Workforce planning is like planning a road trip. You decide how many people you need, where they’ll be, and when they’ll arrive. It helps a business match its staff numbers with its business goals so that everything runs smoothly.
Why Turnover Matters
Turnover is the rate at which employees leave a company. Think of it as a revolving door: the more people who exit, the more you need to bring in new ones. High turnover can be costly, while low turnover can bring stability.
High Labour Turnover 📈
When many employees leave in a short time, a business faces:
- 📉 Higher recruitment and training costs.
- 🛠️ Loss of experienced knowledge.
- 😕 Lower employee morale and trust.
- 📊 Disrupted customer service and productivity.
Low Labour Turnover 📉
When staff stay longer, a business enjoys:
- 💰 Reduced hiring and training expenses.
- 📚 Stronger institutional knowledge.
- 🤝 Higher employee engagement and loyalty.
- 🛠️ Consistent quality of service.
Implications for a Business
| Turnover Level | Financial Impact | Operational Impact | Strategic Impact |
|---|
| High | ↑ Recruitment & training costs | ↓ Productivity, ↑ errors | Uncertain talent pipeline |
| Low | ↓ Recruitment & training costs | ↑ Productivity, ↓ errors | Stable talent pipeline |
Analogy: The Sports Team ⚽️
Imagine a football team. If players keep leaving (high turnover), the coach must constantly find new players, train them, and rebuild tactics. If the same players stay (low turnover), the team builds chemistry, understands each other’s moves, and performs better on the field.

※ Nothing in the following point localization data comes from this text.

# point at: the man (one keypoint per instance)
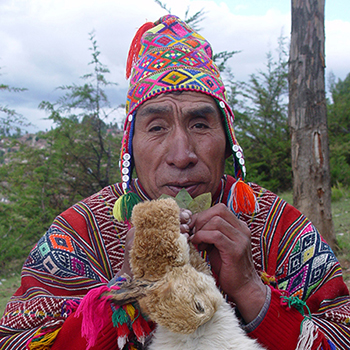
(268, 259)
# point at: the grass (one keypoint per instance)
(341, 220)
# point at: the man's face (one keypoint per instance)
(179, 142)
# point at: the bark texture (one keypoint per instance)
(308, 116)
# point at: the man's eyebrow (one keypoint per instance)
(149, 110)
(192, 112)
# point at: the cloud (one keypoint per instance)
(44, 44)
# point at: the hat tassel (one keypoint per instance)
(135, 47)
(243, 198)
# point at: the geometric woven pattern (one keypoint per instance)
(57, 254)
(309, 263)
(174, 57)
(84, 248)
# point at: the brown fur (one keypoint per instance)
(172, 283)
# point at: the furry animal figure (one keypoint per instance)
(174, 286)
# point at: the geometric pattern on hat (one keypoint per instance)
(173, 57)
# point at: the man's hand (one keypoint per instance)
(228, 243)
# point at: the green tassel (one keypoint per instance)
(119, 317)
(123, 206)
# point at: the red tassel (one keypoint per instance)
(135, 47)
(123, 333)
(95, 314)
(244, 200)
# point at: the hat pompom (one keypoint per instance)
(123, 206)
(135, 47)
(243, 199)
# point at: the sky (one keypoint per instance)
(45, 44)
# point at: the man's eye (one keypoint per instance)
(200, 126)
(155, 128)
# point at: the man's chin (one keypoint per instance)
(194, 190)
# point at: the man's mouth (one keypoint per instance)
(189, 187)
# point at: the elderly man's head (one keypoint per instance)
(179, 142)
(176, 140)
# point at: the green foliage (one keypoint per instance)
(50, 172)
(339, 131)
(10, 121)
(261, 123)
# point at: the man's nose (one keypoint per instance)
(181, 150)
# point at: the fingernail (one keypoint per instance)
(185, 227)
(186, 214)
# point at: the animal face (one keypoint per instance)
(184, 300)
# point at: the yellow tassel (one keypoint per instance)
(130, 310)
(43, 342)
(124, 204)
(268, 280)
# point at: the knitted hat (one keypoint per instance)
(167, 56)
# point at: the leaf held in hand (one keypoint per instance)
(183, 198)
(200, 203)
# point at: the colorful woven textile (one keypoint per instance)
(84, 248)
(173, 57)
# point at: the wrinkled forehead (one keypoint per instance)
(190, 103)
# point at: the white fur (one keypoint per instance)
(221, 332)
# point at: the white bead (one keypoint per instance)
(126, 156)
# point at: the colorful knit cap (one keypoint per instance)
(167, 56)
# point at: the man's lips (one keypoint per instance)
(189, 187)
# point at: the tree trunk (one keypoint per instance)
(308, 116)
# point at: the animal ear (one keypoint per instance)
(129, 292)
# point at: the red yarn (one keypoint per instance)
(244, 200)
(135, 47)
(95, 314)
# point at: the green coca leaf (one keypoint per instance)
(200, 203)
(183, 198)
(165, 196)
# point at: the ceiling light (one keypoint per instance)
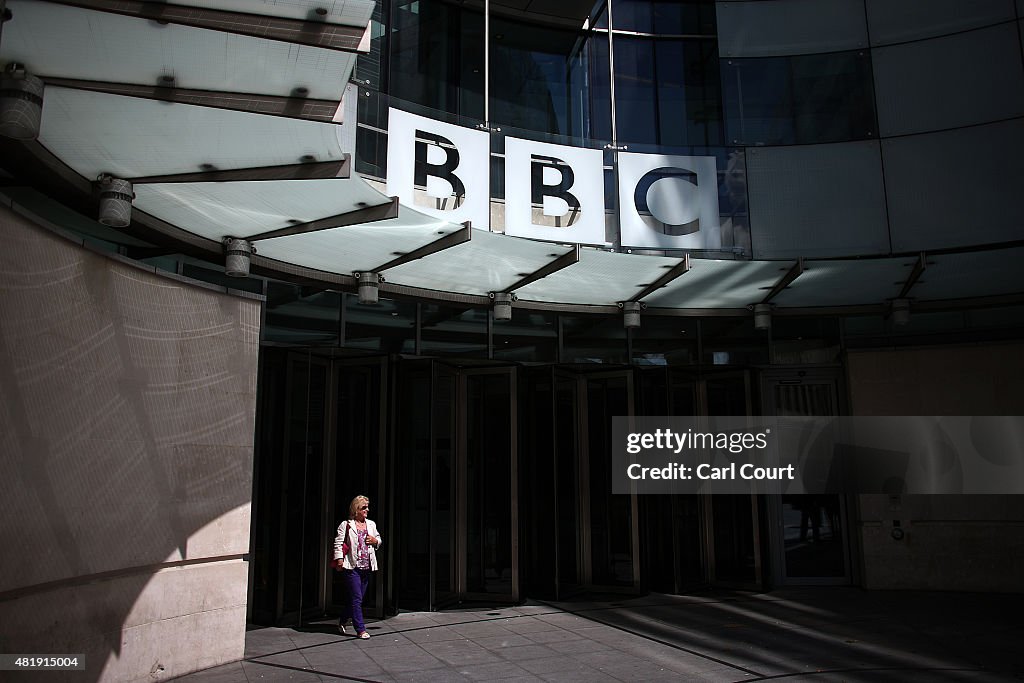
(238, 256)
(115, 201)
(20, 103)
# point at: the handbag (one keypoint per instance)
(339, 563)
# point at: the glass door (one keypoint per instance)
(732, 523)
(300, 566)
(456, 474)
(808, 535)
(358, 439)
(609, 541)
(672, 535)
(487, 485)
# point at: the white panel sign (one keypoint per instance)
(669, 202)
(438, 168)
(566, 183)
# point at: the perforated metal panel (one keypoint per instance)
(817, 200)
(891, 22)
(790, 27)
(955, 188)
(961, 80)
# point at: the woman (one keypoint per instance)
(355, 556)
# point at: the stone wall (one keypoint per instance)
(127, 408)
(964, 543)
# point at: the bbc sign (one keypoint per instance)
(666, 202)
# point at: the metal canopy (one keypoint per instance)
(67, 42)
(223, 114)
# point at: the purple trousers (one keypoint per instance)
(355, 583)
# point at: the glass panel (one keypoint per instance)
(357, 449)
(530, 336)
(732, 341)
(437, 56)
(732, 516)
(412, 455)
(303, 475)
(388, 326)
(610, 516)
(668, 92)
(812, 536)
(812, 529)
(805, 340)
(733, 539)
(600, 89)
(538, 75)
(488, 494)
(267, 493)
(538, 484)
(453, 331)
(297, 314)
(369, 68)
(567, 483)
(593, 339)
(443, 477)
(799, 99)
(666, 16)
(665, 341)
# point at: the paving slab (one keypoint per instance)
(815, 634)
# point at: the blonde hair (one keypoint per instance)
(353, 506)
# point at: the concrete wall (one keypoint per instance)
(127, 406)
(964, 543)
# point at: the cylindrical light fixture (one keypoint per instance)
(369, 284)
(631, 313)
(115, 202)
(20, 103)
(901, 311)
(503, 305)
(238, 256)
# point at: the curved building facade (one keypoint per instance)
(429, 251)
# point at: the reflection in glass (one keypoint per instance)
(666, 16)
(593, 339)
(301, 314)
(529, 336)
(799, 99)
(666, 341)
(388, 326)
(668, 92)
(537, 75)
(437, 56)
(450, 330)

Practical Example: A Retail Store 🛍️
High turnover in a shop means:
- More time spent hiring part‑time staff.
- Customers may see unfamiliar faces each day.

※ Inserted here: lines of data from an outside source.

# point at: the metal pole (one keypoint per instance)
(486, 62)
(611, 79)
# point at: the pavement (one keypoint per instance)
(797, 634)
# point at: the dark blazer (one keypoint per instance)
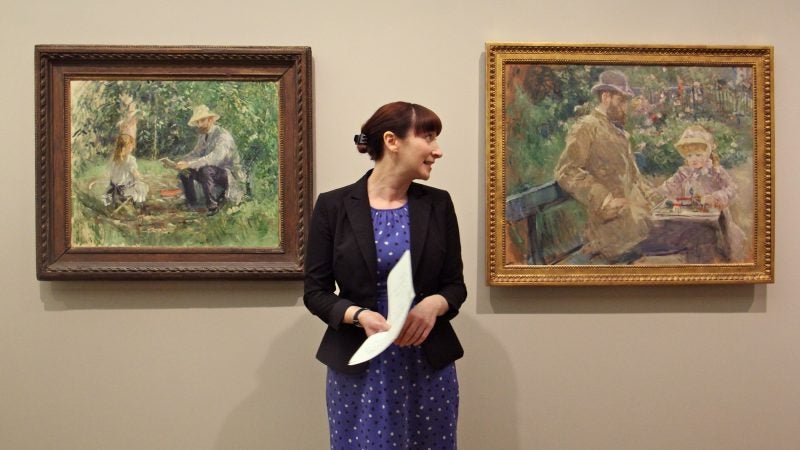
(341, 250)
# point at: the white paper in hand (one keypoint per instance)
(400, 289)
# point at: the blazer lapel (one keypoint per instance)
(419, 206)
(358, 213)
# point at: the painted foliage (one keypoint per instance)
(117, 201)
(545, 103)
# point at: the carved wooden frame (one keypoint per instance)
(56, 65)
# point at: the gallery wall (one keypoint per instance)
(229, 365)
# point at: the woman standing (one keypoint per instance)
(407, 397)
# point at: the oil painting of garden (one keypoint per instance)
(174, 163)
(667, 108)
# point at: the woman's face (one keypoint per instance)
(417, 153)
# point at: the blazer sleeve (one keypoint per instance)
(320, 284)
(453, 288)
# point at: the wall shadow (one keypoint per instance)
(64, 296)
(595, 299)
(489, 410)
(287, 409)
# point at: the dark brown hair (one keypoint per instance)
(399, 118)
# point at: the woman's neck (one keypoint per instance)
(386, 188)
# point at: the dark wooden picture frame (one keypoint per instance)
(62, 256)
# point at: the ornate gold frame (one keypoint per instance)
(758, 58)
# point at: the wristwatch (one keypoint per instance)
(355, 317)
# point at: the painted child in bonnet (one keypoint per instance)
(702, 177)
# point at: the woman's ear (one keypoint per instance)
(390, 141)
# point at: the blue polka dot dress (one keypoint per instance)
(400, 402)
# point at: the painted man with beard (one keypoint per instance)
(598, 169)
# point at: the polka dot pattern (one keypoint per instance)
(400, 402)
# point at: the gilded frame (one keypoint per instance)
(507, 265)
(286, 73)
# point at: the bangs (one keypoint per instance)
(426, 121)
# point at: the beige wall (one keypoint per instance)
(229, 365)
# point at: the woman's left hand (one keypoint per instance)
(421, 319)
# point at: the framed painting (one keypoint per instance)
(629, 164)
(172, 162)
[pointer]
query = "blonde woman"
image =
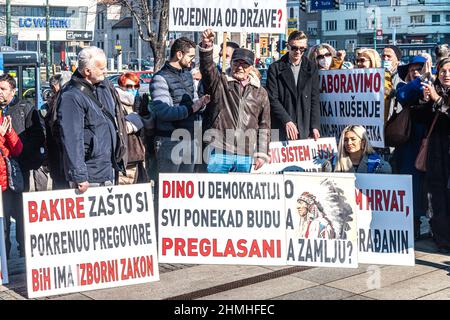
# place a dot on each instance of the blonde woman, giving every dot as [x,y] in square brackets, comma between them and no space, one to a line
[355,154]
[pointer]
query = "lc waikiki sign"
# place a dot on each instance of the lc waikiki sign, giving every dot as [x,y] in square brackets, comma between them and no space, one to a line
[57,23]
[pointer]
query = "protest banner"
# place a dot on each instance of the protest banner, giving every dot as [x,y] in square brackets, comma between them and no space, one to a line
[298,155]
[385,219]
[221,219]
[321,220]
[102,238]
[261,16]
[3,262]
[352,97]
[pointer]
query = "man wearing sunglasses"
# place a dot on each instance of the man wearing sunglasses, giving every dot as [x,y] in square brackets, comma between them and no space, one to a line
[172,90]
[293,87]
[239,111]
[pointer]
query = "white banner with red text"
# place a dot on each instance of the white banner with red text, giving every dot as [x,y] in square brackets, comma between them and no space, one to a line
[298,155]
[221,219]
[260,16]
[352,97]
[385,219]
[102,238]
[321,220]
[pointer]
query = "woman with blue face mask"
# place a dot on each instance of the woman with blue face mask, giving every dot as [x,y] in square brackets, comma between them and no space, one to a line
[128,91]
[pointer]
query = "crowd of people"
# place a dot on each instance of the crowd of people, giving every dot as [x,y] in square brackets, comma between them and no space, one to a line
[91,134]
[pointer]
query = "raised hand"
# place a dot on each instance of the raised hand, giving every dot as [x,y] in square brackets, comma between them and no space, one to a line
[5,126]
[207,38]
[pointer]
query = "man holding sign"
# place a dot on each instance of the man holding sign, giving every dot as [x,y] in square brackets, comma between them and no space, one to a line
[243,111]
[293,87]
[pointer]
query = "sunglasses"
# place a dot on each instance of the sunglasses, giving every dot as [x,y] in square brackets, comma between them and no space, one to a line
[131,86]
[322,56]
[241,63]
[301,49]
[418,69]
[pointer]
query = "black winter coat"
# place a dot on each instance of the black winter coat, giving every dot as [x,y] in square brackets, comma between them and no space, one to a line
[88,137]
[290,103]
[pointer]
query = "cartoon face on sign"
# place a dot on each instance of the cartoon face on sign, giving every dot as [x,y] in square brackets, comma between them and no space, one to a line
[323,213]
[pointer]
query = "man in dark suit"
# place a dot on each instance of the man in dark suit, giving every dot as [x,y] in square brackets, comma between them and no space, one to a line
[293,87]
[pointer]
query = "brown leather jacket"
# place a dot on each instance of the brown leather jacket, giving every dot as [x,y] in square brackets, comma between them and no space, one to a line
[237,118]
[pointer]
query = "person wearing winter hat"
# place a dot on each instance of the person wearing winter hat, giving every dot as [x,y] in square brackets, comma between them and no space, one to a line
[368,58]
[239,107]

- Loss of sales because staff don’t know the products well.
Low turnover allows staff to:
- Know the store layout and product details.
- Build relationships with regular customers.
- Handle busy periods more efficiently.
Practical Example: A Software Company 💻
High turnover in a tech firm can:
- Delay project timelines.
- Increase costs for onboarding new developers.
- Reduce innovation due to loss of experienced minds.
Low turnover helps:
- Maintain a stable knowledge base.
- Accelerate product releases.
- Foster a collaborative culture.
Key Takeaways
- Turnover is a key indicator of workforce health.
- High turnover = higher costs, lower morale, and instability.
- Low turnover = cost savings, stronger culture, and better performance.
- Businesses must balance recruitment, training, and employee satisfaction.
- Use workforce planning to predict and manage turnover proactively.